I-Cards, Arrest Warrants and Bench Warrants

Police frequently misinform suspects that they’re named in "arrest warrants". Most of the time, suspects are named in “i-cards”, which are issued by police, or "bench warrants", which are issued by courts.

A person is “wanted” by police when he is named in an arrest warrant, a bench warrant, or an i-card. Stated a bit differently, a person named in an arrest warrant, a bench warrant, or an i-card is the subject of a “want”.

An i-card is a “want”. It isn’t a “warrant”. Again, this is because an i-card, while often justifying a legal arrest, isn’t issued by a court.

Criminal Courts frequently issue two kinds of warrants as the basis for police to arrest people in New York City: “bench warrants” and “arrest warrants”.

Courts issue bench warrants when defendants fail to complete court-imposed obligations. For example, if a person fails to appear in court on a scheduled date, or fails to pay a fine on time, the court will issue a bench warrant. On average, New York City Criminal Courts issue hundreds of bench warrants each business day.
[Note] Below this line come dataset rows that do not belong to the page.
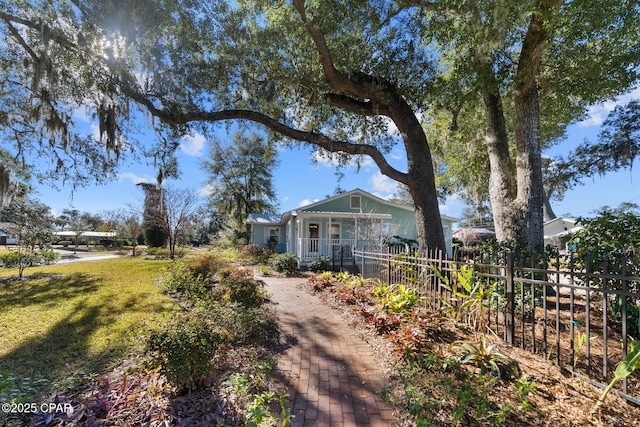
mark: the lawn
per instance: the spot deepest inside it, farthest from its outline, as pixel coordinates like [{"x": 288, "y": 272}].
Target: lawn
[{"x": 61, "y": 323}]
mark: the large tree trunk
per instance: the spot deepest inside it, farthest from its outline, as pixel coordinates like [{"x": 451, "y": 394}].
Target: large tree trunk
[
  {"x": 420, "y": 178},
  {"x": 502, "y": 185},
  {"x": 518, "y": 207},
  {"x": 530, "y": 198}
]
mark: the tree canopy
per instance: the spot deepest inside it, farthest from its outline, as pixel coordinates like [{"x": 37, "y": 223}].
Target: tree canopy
[{"x": 240, "y": 178}]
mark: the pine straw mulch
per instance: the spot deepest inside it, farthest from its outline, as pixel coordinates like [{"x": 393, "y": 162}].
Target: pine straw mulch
[
  {"x": 559, "y": 399},
  {"x": 131, "y": 396}
]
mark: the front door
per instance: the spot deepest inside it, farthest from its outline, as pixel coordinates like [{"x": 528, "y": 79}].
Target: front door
[{"x": 314, "y": 235}]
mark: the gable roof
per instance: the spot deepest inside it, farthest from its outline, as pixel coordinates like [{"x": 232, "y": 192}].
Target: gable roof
[
  {"x": 355, "y": 191},
  {"x": 277, "y": 219},
  {"x": 265, "y": 219}
]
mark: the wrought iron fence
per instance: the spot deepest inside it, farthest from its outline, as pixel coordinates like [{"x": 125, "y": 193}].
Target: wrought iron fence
[{"x": 581, "y": 319}]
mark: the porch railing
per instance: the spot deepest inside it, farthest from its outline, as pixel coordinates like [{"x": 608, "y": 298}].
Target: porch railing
[{"x": 312, "y": 249}]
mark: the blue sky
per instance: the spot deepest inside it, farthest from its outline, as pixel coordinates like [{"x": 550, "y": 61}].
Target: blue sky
[{"x": 299, "y": 181}]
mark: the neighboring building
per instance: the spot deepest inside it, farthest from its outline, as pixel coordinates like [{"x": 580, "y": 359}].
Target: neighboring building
[
  {"x": 558, "y": 231},
  {"x": 471, "y": 236},
  {"x": 336, "y": 225},
  {"x": 89, "y": 236}
]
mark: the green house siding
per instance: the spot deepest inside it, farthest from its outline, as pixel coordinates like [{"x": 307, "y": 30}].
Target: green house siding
[{"x": 355, "y": 218}]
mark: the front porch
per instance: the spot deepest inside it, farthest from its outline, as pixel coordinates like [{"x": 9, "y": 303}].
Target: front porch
[{"x": 311, "y": 249}]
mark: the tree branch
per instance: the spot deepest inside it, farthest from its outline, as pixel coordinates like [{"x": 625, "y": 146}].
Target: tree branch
[
  {"x": 365, "y": 87},
  {"x": 319, "y": 140}
]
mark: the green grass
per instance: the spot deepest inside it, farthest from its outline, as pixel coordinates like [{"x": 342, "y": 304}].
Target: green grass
[{"x": 63, "y": 322}]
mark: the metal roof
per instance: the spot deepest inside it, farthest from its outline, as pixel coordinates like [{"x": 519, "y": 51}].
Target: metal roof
[{"x": 264, "y": 219}]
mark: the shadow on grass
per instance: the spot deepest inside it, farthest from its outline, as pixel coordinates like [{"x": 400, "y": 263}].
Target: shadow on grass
[
  {"x": 44, "y": 289},
  {"x": 91, "y": 334}
]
Courts issue arrest warrants when police officers make written applications that establish “probable cause” to believe that the person named in the warrant has committed a crime. Courts issue arrest warrants relatively infrequently, because police rarely need arrest warrants to make arrests.

Also, filing an arrest warrant in court “commences” a criminal action against the person named in the warrant. This often starts the “speedy trial clock” to start ticking against the prosecutor. Courts dismiss criminal cases when too much “speedy trial time” goes by. For this reason, prosecutors generally prefer not to seek arrest warrants.

Instead, police frequently create i-cards, which can likewise provide a lawful basis for arrest. Creating an i-card takes much less time and effort than getting an arrest warrant signed by a judge. Also, doing so doesn’t create speedy trial issues for prosecutors.

The term “i-card” is short for “investigation card”. It’s an internal notification indicating that the NYPD is looking for a “subject”. The person named in an i-card isn’t always someone who police possess probable cause to arrest. The subject might be a “person of interest” who is wanted for questioning. Whether you’re wanted for arrest or questioning, you should never speak with police.

I-card information is entered into an NYPD database. Digitized i-card information is useful for apprehending people wanted by the NYPD: i-cards inform police officers who have no personal knowledge of a case to detain the person named in the i-card.

For example, when stopping a driver for a traffic infraction, a police officer will run the driver’s name through various databases. If doing so triggers an i-card “hit”, the officer will detain the driver.

Police routinely misinform suspects that they’re named in arrest warrants. Police do this because they believe that suspects are more likely to turn themselves in when they falsely believe a judge has issued an arrest warrant. Police commonly notify suspects by phone, or through family members, that they’re named in warrants when in fact they’re named in i-cards.

Despite such deception, from a defendant’s point of view, voluntary surrender, arranged by counsel, with the defendant saying absolutely nothing to police, is virtually always the best course of action, regardless whether the basis for arrest is a warrant or an i-card.


Bruce Yerman is a New York City criminal defense attorney.